Three memorials, a few books on the Great War, and a forgotten nickname live on to remind Bengalis of World War I, writes Soumitra Das
The Glorious Dead may as well have been forgotten. Nobody can miss the Cenotaph opposite the All India Radio building and adjacent to the Netaji statue. Across the road, in an island has been erected of late a shoddier monument to policemen. This column in the Maidan unveiled in 1921 by the Prince of Wales, who later became Edward VIII, is simple, dignified and massive, and has often been compared with a Lutyens design. It is almost a replica of the Cenotaph in Whitehall in London. Made of blocks of stone, it resembles dun-coloured exposed brick. It has no ornamentation apart from the two wreaths on either side. Two bronze soldiers with lowered heads stand guard at its approach. They are painted black.
Calcutta Police is in charge of this monument built with public subscription. Saplings have sprouted on top of the monument. Cream groove lines are painted across the wreaths as on the rest of the shaft. It is one of the three monuments erected in three different locations of the city in the first half of the last century in the memory of the thousands of Indians who were killed in the Great War which erupted on July 28.
Bengalis were not among the “martial races” favoured by the British when they recruited sepoys for the battle. Yet, at one time, many middle-class Bengali boys used to be named Palton. Some of them may have been born long after World War I was over, but memories of the Bengal Regiment formed at that time lingered, and even more vivid were the photographs of Kabi Nazrul Islam looking gallant and smart in full military uniform. The “warrior poet” never saw action, but like many young men of his time with romantic notions about war, Nazrul joined the regiment attracted by the posters exhorting youths to join the army.

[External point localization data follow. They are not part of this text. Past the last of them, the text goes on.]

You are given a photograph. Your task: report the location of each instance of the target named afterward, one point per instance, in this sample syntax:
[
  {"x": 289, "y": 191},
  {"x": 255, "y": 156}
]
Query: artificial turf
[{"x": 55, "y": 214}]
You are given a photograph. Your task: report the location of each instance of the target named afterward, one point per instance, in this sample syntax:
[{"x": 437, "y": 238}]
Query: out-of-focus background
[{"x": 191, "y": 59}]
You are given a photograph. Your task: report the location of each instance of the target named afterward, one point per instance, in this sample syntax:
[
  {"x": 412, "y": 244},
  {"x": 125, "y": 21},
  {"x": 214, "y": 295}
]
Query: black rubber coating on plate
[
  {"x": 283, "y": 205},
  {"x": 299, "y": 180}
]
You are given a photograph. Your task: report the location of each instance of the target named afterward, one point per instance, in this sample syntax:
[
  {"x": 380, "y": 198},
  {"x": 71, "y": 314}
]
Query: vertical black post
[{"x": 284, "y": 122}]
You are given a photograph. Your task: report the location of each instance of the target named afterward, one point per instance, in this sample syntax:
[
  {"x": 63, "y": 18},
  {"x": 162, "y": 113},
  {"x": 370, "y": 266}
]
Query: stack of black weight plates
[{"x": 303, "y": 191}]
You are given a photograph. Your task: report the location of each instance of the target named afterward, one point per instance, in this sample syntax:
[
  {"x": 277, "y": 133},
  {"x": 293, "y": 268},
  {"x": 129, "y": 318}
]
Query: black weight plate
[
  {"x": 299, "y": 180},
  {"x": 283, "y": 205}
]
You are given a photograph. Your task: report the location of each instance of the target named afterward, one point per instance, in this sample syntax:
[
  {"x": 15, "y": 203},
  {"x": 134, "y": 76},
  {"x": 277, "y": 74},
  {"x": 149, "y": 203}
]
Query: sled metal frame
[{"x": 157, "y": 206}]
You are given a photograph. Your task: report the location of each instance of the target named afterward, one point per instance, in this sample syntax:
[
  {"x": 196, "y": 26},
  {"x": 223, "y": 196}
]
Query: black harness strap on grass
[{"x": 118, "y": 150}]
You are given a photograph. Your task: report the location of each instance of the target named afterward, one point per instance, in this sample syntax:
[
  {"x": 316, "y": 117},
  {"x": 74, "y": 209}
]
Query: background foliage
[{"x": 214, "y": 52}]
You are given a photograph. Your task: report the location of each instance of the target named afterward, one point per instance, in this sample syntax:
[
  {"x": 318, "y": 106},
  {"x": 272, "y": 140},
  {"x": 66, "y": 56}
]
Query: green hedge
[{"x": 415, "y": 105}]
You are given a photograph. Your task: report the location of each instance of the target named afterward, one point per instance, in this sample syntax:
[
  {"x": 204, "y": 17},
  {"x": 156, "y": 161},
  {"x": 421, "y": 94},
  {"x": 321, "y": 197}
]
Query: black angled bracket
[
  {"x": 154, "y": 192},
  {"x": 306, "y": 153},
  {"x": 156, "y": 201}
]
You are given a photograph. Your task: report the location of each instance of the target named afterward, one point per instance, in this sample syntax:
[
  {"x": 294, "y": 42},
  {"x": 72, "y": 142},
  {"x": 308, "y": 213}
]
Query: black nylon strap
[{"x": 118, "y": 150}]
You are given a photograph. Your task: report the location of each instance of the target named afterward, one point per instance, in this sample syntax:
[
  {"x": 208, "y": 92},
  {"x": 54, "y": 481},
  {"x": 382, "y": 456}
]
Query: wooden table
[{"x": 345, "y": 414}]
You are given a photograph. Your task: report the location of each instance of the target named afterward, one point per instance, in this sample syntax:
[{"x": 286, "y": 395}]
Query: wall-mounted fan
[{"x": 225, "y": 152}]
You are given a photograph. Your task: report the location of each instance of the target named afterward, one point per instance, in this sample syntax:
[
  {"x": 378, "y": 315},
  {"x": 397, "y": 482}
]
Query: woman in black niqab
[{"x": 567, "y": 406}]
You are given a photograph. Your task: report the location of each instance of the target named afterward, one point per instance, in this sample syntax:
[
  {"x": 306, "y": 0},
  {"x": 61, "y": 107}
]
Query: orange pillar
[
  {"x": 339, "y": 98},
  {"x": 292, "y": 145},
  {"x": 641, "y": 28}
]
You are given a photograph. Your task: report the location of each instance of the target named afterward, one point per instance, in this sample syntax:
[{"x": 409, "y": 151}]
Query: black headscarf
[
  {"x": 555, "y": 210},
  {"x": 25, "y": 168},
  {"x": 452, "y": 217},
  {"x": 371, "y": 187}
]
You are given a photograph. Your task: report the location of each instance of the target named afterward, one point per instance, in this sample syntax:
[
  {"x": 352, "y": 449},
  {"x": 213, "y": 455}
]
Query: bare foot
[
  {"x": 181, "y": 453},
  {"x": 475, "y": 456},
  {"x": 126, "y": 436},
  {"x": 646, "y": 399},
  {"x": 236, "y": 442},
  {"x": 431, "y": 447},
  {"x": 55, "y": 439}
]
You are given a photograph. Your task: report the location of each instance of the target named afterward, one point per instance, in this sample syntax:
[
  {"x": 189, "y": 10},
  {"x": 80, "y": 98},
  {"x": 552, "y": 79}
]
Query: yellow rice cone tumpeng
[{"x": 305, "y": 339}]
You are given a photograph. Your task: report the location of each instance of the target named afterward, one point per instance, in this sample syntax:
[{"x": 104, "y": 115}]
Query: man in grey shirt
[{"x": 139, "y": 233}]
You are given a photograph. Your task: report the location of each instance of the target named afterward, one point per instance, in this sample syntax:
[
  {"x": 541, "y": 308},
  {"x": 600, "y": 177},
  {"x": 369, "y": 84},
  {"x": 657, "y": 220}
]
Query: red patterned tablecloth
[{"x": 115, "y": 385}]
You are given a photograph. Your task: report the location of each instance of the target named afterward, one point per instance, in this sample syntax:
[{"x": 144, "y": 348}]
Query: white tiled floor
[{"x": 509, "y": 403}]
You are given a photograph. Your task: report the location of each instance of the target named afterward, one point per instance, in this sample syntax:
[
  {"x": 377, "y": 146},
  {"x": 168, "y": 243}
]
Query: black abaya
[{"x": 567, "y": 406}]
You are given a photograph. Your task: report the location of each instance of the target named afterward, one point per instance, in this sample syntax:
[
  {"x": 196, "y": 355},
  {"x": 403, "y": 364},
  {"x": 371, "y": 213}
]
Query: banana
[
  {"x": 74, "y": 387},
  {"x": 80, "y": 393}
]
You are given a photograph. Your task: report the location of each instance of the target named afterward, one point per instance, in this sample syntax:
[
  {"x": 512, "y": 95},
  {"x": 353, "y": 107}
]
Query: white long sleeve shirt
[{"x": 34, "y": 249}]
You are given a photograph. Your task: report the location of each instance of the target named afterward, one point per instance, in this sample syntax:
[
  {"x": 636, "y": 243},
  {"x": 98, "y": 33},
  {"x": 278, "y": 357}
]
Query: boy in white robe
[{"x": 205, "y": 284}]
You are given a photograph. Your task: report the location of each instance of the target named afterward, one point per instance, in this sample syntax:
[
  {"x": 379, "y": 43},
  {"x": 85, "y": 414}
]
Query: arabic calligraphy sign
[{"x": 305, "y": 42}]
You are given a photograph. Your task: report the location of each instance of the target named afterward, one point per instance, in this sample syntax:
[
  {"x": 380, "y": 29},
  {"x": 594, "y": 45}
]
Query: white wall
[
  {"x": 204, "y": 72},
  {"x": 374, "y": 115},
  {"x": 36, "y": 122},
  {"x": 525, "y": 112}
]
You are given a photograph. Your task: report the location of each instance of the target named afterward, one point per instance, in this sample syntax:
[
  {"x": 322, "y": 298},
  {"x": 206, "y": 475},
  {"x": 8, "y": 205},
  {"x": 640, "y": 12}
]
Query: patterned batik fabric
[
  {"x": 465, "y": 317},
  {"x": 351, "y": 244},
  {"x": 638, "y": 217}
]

He was in Class X at the time, and was sent for training for three months to Nowshera in the Punjab province of Pakistan. Nazrul was in the regiment for three years when he started writing both verse and prose and some of his popular songs and ghazals, which were among his first works to be published. He also started taking lessons in Persian and Urdu from a Punjabi maulvi, who was his senior in the regiment. After this perfervid literary, if not martial activity, Nazrul returned home.